- Developer: Konami
- Publisher: Konami
- Platforms: MSX, Windows
- Release: JP: 1984; WindowsJP: January 27, 2015;
- Genre: Platform
- Modes: Single-player, multiplayer

= Magical Tree =

1984 video game

Magical Tree (マジカル ツリー, Majikaru tsurī) is a vertically scrolling platform game developed by Konami for the MSX home computer, and published in 1984.

Konami included Magical Tree in the 1998 anthology Konami Antiques MSX Collection, Vol. 2 for PlayStation.

==Gameplay==
The player character is an "Indian brave" stereotype who wears a tanned vest and trousers, and a headband with a feather. The player ascends a magical tree by hopping from branch to branch and climbing vines and ladders—while also dodging larvae, owls, and lightning bolts. The player can jump and dangle from branches. He earns points by gathering apples, arrows, daggers, and coronets.

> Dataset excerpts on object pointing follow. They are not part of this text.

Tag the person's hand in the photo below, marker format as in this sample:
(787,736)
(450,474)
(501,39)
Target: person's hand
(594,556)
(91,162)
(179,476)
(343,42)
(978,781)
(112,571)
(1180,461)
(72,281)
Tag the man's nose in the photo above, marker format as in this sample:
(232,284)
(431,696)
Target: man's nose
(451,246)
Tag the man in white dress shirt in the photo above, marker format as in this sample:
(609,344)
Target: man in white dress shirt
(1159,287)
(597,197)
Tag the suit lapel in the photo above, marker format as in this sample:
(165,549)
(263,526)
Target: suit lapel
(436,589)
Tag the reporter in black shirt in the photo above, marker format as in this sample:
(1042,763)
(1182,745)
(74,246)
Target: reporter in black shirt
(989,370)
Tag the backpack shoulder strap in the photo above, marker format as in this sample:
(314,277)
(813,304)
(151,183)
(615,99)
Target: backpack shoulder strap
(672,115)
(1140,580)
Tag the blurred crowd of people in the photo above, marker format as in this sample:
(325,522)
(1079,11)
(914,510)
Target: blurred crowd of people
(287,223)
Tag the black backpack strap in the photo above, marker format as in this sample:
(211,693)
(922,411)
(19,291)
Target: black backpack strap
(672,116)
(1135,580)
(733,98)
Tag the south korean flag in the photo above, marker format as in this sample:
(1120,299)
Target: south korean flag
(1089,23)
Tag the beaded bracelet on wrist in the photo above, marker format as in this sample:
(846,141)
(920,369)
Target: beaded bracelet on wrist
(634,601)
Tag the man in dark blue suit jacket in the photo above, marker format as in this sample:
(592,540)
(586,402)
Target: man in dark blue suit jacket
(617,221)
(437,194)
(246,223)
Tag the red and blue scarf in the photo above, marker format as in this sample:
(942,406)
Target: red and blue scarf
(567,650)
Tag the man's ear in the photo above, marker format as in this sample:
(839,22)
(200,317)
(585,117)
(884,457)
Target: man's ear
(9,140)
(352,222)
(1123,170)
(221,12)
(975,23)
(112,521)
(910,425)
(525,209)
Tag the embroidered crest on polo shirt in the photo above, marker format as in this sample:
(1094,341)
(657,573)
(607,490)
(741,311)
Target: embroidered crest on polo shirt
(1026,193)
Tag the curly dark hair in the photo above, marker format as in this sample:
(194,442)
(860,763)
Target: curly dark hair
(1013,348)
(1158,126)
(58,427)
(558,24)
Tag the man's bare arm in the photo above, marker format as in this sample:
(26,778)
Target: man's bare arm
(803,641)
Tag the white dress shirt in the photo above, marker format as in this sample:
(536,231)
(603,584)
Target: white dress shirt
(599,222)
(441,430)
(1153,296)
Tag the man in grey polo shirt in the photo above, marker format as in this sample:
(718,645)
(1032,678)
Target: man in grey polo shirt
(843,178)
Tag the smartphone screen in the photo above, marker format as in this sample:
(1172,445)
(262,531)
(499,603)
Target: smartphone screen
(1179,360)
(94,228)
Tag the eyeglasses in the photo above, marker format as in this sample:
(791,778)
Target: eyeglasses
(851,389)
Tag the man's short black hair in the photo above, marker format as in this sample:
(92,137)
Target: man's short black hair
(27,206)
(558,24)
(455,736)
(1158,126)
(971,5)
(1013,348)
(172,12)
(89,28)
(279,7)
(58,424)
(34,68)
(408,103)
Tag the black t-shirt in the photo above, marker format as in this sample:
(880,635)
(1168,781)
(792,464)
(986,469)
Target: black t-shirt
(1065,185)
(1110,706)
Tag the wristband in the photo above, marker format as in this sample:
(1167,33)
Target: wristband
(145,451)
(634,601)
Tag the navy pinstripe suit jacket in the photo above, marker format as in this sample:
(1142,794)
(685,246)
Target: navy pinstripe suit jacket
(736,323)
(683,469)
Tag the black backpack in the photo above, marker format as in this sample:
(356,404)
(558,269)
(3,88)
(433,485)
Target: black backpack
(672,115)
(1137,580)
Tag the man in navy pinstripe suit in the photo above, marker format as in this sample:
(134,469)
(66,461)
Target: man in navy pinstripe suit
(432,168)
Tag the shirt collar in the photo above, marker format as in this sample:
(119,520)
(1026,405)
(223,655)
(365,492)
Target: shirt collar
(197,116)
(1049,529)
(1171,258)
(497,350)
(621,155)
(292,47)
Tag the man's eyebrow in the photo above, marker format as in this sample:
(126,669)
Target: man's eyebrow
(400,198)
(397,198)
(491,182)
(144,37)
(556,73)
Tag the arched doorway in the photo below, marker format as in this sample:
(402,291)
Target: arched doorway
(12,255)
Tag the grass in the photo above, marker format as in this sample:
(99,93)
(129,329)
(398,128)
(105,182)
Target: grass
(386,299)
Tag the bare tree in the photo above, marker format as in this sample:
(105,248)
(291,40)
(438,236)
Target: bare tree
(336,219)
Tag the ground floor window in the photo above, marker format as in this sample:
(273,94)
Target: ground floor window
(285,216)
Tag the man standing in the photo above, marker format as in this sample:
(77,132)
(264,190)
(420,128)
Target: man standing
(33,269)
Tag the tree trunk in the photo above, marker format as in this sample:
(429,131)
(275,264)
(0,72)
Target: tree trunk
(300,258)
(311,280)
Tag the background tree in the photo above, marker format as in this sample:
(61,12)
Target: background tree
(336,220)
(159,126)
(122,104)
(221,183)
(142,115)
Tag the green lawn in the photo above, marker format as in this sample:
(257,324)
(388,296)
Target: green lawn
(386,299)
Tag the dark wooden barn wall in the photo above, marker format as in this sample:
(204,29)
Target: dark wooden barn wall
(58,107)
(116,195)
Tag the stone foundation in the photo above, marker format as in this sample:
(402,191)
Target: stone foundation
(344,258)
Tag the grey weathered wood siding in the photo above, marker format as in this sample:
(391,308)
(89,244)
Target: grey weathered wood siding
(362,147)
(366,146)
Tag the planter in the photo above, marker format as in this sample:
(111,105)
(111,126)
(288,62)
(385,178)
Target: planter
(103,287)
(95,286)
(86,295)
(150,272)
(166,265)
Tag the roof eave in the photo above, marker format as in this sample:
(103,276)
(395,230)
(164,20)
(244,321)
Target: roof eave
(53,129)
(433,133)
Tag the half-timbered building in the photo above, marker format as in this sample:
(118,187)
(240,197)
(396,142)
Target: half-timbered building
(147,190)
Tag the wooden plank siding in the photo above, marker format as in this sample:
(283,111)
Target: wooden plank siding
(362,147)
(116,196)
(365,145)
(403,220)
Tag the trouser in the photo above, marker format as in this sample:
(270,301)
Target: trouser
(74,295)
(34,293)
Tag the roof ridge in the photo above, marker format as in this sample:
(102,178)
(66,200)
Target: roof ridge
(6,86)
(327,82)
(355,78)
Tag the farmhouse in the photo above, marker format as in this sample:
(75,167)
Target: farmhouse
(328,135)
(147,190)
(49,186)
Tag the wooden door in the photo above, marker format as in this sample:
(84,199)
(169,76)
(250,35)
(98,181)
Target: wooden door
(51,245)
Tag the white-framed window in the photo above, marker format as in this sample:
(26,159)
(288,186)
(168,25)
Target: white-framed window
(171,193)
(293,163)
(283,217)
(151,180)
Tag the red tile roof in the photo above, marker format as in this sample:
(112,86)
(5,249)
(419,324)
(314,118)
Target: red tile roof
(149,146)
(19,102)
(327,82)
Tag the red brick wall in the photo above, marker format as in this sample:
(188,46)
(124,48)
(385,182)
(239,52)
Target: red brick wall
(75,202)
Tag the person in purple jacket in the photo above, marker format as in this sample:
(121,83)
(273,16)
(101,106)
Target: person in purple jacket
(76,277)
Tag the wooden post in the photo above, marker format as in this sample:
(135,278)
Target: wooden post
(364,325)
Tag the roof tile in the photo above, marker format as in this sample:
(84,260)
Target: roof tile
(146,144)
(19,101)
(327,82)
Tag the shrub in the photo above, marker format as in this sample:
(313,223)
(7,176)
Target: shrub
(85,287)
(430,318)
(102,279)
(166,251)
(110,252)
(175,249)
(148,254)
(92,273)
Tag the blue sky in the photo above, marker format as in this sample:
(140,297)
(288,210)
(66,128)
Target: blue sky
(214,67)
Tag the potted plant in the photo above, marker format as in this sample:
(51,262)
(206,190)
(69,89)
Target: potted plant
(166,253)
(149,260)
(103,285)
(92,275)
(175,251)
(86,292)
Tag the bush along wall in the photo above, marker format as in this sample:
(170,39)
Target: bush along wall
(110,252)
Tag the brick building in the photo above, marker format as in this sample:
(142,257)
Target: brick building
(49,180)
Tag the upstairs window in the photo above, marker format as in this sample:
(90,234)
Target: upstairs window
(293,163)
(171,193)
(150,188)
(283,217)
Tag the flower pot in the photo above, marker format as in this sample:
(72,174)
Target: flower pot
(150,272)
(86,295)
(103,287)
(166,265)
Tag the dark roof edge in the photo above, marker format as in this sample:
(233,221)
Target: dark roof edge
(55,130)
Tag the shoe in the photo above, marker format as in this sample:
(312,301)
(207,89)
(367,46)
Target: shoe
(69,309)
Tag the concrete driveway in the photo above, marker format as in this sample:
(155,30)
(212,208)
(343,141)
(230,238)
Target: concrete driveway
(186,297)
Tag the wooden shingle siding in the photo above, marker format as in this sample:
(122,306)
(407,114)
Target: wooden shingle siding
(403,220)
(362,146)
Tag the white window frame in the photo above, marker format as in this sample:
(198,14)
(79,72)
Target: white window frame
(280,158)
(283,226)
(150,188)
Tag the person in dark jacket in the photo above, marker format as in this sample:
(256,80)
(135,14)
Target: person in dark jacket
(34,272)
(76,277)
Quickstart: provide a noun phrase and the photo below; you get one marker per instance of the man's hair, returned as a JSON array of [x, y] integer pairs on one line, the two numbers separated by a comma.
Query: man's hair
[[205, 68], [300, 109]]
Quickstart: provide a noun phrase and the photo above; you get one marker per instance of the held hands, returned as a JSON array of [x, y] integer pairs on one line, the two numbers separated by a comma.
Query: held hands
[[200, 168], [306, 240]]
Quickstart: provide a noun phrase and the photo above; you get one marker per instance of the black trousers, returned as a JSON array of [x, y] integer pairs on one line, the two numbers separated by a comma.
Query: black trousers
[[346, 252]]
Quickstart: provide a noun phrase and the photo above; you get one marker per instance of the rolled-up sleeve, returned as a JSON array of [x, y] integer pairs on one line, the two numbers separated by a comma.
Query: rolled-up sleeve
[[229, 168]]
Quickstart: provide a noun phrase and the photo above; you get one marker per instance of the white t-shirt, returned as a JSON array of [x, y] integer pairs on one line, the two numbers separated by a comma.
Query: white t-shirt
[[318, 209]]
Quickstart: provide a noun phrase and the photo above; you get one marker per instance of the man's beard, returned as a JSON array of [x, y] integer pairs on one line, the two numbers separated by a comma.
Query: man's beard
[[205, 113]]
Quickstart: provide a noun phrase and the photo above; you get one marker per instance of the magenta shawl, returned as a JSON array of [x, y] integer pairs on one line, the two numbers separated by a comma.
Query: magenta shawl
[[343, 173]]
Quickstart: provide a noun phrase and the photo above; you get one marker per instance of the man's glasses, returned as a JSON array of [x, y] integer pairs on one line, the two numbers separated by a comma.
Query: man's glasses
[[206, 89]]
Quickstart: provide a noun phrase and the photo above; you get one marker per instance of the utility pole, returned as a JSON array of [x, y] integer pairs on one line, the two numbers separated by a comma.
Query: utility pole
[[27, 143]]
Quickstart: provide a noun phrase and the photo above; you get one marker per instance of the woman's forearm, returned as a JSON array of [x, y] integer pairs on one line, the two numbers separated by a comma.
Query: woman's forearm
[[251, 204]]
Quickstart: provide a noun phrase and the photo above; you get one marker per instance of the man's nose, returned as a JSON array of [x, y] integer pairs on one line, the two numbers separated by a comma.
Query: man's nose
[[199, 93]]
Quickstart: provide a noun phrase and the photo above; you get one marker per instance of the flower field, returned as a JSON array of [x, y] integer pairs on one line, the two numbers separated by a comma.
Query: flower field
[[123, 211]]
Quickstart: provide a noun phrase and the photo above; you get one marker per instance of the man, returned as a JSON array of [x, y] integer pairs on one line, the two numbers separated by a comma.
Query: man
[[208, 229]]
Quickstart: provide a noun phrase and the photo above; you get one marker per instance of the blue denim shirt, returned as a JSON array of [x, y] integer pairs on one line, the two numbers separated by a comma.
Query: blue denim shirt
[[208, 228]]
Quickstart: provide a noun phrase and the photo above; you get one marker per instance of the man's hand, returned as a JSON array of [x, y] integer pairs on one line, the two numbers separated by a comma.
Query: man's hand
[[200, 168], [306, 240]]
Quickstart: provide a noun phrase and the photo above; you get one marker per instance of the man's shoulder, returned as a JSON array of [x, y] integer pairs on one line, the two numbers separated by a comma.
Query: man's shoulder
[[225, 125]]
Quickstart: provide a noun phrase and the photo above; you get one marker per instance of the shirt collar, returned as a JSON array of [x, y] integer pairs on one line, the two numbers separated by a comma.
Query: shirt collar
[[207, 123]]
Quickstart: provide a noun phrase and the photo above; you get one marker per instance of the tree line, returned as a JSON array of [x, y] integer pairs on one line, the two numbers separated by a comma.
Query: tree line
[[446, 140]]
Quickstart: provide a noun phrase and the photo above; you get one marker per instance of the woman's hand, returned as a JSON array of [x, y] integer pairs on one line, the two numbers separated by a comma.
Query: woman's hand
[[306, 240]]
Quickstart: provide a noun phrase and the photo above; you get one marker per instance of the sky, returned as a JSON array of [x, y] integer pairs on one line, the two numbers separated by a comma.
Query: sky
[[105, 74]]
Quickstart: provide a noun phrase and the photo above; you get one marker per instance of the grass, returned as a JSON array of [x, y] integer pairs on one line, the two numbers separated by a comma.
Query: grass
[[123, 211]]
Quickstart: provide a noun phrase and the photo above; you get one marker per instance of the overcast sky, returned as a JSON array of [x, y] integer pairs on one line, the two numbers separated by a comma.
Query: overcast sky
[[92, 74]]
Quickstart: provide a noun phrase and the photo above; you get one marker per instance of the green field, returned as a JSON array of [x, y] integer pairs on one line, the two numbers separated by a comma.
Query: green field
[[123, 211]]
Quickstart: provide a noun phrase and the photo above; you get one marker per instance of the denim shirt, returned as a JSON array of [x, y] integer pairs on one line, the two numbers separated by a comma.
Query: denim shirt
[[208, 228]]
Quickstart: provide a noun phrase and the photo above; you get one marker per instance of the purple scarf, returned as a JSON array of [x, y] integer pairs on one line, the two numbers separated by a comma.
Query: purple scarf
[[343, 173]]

The tree is 2004 m tall. A gauge tracks the player's altitude, and at the conclusion of each level the game informs the player how much further to climb to reach the goal: a castle on the treetop. The ascent is divided into nine game levels; the player character dances at the conclusion of each level.

When the player clears the ninth level, a curtain opens to reveal the castle at the top of the tree. Smiling from the crenels of the castle's parapet are a young woman in a purple frock, and a man wearing a war bonnet. After the end sequence, the game then continues at the base of the tree.